Would I give up all my personal dreams to obey God’s dream?

Does my answer to that depend on what God’s dream is for my life?

. . . what if God’s dream was for me to share Him in Garbage City?

Photograph of a street in Moquattam Village, Egypt. Moquattam Village is also called Garbage City. Photograph used by permission from Ayoung Shin.

I can look at this photograph and brush it off as God would never tell me to go here . . . but what if He did?  What if He told me to live the rest of my life in Garbage City?


But God did ask.  God asked Father Samaan.

Photograph of Shubra, Cairo, where Father Samaan lived. Photograph used by permission from Andrew A. Shenouda.

Whoa, whoa, whoa.  But Father Samaan lived in a normal city.  God would surely call somebody from Garbage City to witness in Garbage City, right?  Isn’t there a donation box where I can put my nice, sanitary money for Garbage City and then forget I ever saw the photograph?

The journey to Garbage City started when Father Samaan witnessed to man who collected his garbage in Shubra, Cairo.  That man received Jesus Christ.

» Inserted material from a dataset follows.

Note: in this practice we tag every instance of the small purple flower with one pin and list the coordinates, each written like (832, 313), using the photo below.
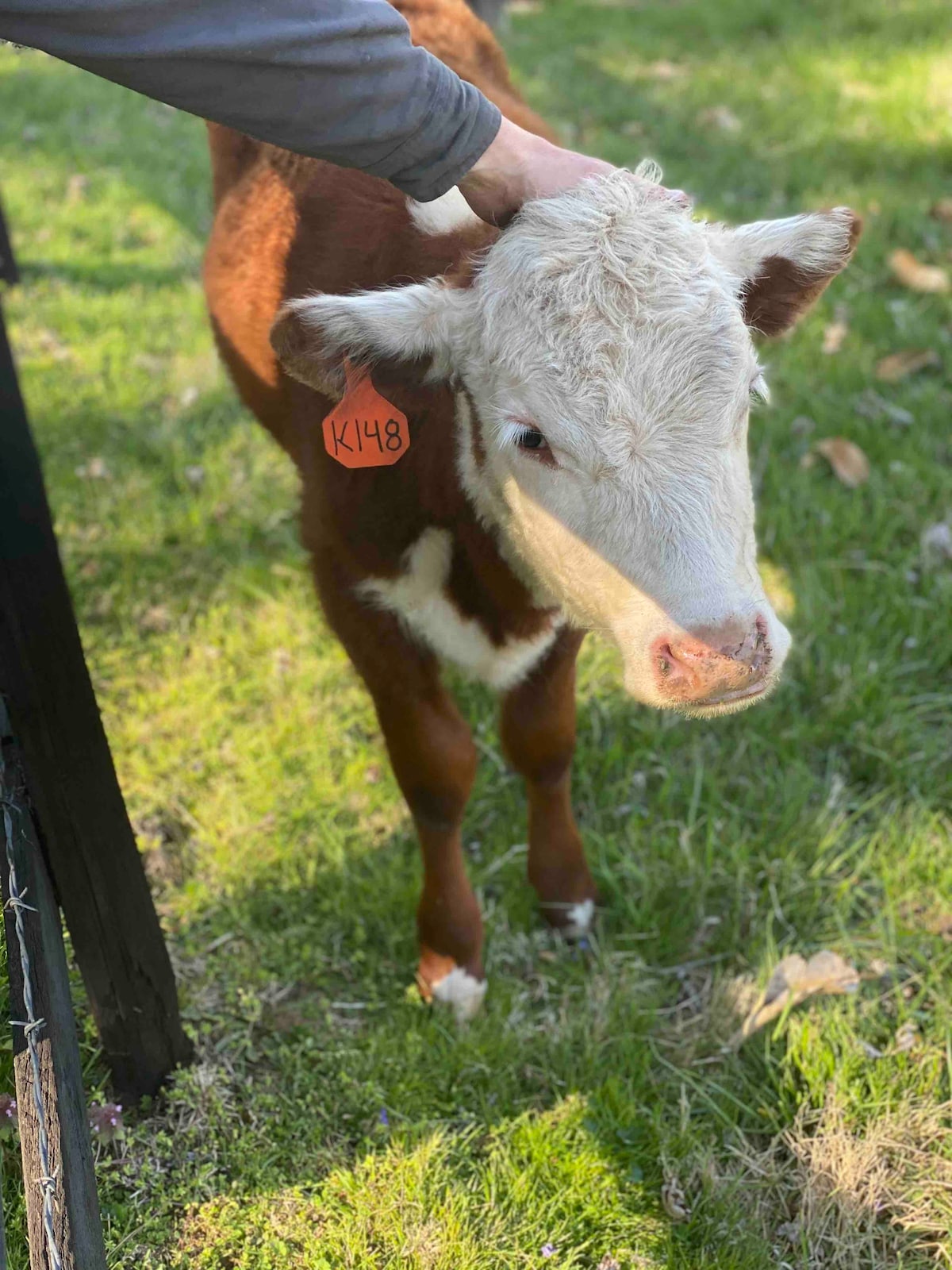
(106, 1122)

What a victory: an event that broke class rank, broke socioeconomic rank, and broke the conventional witnessing “comfort zone boundaries”.  What a celebration to tell the church.  Surely after this, Father Samaan’s witnessing work was done, and he could retire into recollections of all the people he had led to Christ, right?  Right?

But when we follow after God, He doesn’t congratulate us for our steps in obedience nearly so much as He urges us on to bigger and faster steps.

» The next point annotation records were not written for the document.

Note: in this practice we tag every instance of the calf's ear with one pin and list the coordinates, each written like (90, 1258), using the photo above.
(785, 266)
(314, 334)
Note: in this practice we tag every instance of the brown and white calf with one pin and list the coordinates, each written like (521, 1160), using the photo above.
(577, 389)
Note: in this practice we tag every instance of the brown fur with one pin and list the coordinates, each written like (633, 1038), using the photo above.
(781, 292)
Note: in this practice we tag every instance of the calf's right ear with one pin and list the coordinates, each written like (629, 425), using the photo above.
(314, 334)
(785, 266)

Father Samaan had already been faithful to God in Shubra, Cairo.  Why couldn’t he just keep up his faithfulness there?  Already he had witnessed to those around him.  Already he had shared the good news about Jesus.  Already he did more than most people who call themselves Christians will do in their lifetime.  Wasn’t the scale already tipped in his favor?  Hadn’t he already done enough good works?

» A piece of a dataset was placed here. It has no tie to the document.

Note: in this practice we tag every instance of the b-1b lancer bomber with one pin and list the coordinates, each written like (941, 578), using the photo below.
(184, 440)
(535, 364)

But Father Samaan’s life in Christ hadn’t started by good works, and it wasn’t going to be finished by good works.  Father Samaan had been saved by grace, and there was nothing he needed to add to the scale at all.  He’d already been forgiven of everything.  He’d already been promised a life in Heaven.  So why, why, why go to Garbage City?

Because Father Samaan hadn’t forgotten that his Salvation had chosen to be born into a trashed world . . . so He could carry every last speck of garbage away from us, to bury forever in His own grave.

So Father Shamaan went.

Jesus came to them and spoke to them, saying, “All authority has been given to me in heaven and on earth. Go, and make disciples of all nations, baptizing them in the name of the Father and of the Son and of the Holy Spirit, teaching them to observe all things that I commanded you. Behold, I am with you always, even to the end of the age.” Amen. (Matthew 28:18-20, WEB)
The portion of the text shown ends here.